The study found that when humans intentionally mimic robotic rigidity, the kinematic cues become ambiguous, and both humans and robots receive similar low scores. This suggests that "human-likeness" involves not just smoothness but also the underlying intentionality and adaptability of human motor control.

5. Significance

Benchmarking: Provides the community with the first rigorous, human-centered benchmark for evaluating humanoid motion quality, moving beyond task-oriented metrics.

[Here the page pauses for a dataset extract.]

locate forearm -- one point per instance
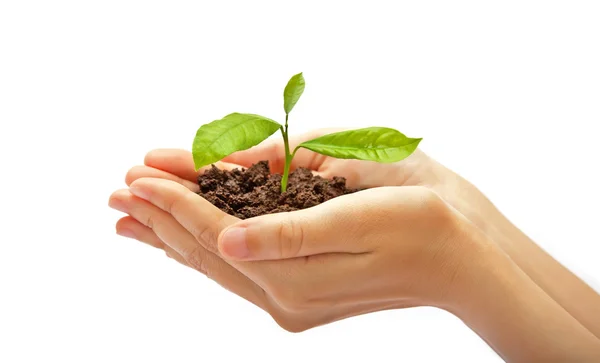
(515, 316)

RL & Generation: The dataset and PTR-Net can serve as a reward model for Reinforcement Learning (RL) and a loss function for motion generation models, guiding robots to learn more natural movements.
Limitations of LLMs: The results challenge the assumption that large multimodal models are sufficient for fine-grained physical motion analysis, highlighting the need for specialized architectures for kinematic evaluation.
Open Science: The authors commit to releasing the dataset, code, and benchmark to accelerate research in humanoid robotics.